Of all of the phases, the step of Data Preparation is generally the most iterative and time intensive.

In this step, you will need to define a space where you can explore the data without interfering with live production databases.

For instance, you may need to work with a company’s financial data, but cannot interact with the production version of the organization’s main database since that will be tightly controlled and needed for financial reporting.

You should be collecting all kinds of data in your sandbox, as you will need access to high volumes and varieties of data for a Big Data analytics project. This can include everything from summary, structured data, to raw data feeds, to unstructured text data from call logs or web logs, depending on the kind of analysis you are looking to undertake. Expect this sandbox to be large, at least 10 times the size of a company’s EDW.

Make sure you have strong bandwidth and network connections to the underlying data sources so you can quickly do transformations on the data or extractions from data sets you will need. Note that the graphic above indicates doing “ELT”, rather than ETL, which is a more typical approach to approaching data extractions. In ETL, users perform Extract – Transform – Load processes to get data into a database and perform data transformations before data is loaded into the database. Using the analytic sandbox approach, we advocate doing ELT – Extract, Load, then Transform. In this case, the data is extracted in its raw form and loaded into the database, where analysts can choose to transform the data into a new state or leave it in its original, raw condition. The reason for this approach is that there is significant value in preserving the raw data and including it in the sandbox, before any transformations.

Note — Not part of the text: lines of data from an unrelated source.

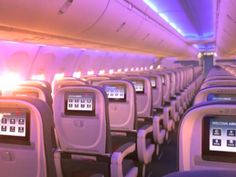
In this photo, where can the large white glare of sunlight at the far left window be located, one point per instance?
(9, 81)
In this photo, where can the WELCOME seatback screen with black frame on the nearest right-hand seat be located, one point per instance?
(219, 139)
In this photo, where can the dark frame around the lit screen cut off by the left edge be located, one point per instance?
(8, 139)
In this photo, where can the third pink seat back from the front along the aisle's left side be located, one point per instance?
(143, 89)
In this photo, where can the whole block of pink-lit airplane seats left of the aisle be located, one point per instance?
(111, 125)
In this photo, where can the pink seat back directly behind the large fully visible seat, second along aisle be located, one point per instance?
(122, 104)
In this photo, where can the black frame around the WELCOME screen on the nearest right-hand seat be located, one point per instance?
(209, 155)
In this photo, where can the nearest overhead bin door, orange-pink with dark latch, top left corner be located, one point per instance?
(53, 17)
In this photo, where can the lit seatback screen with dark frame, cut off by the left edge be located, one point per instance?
(14, 126)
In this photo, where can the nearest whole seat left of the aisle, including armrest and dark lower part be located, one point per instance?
(83, 132)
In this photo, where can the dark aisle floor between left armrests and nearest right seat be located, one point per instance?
(166, 162)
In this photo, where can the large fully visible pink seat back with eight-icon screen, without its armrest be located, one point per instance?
(81, 119)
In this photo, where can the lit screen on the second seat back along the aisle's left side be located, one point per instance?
(116, 92)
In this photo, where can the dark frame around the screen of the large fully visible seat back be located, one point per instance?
(81, 112)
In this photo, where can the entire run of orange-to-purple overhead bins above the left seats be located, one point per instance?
(109, 24)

For instance, consider the example of an analysis for fraud detection on credit card usage. Many times, the outliers in this data population can represent higher-risk transactions that may be indicative of fraudulent credit card activity. Using ETL, these outliers may be inadvertently filtered out or transformed and cleaned before being loaded into the database. For this reason, ELT is encouraged so that you have data in its raw state and also the ability to transform it after loading as well. This approach will give you clean data to analyze after its
in the database and the data in its original form for finding hidden nuances in the data. Tools Hadoop can perform massively parallel ingest and custom analysis for parsing web traffic, GPS location analytics, genomic analysis and for combining massive unstructured data feeds
from multiple sources. Alpine Miner provides a GUI interface for creating analytic workflows, including data manipulations and a series of analytic events such as staged data mining techniques (eg., first select top 100 customers, then run descriptive statistics and clustering) on Postgres SQL and other big data sources.

People  For Phase 2, you will need assistance from IT, DBAs or whoever controls the EDW or data sources you will be using.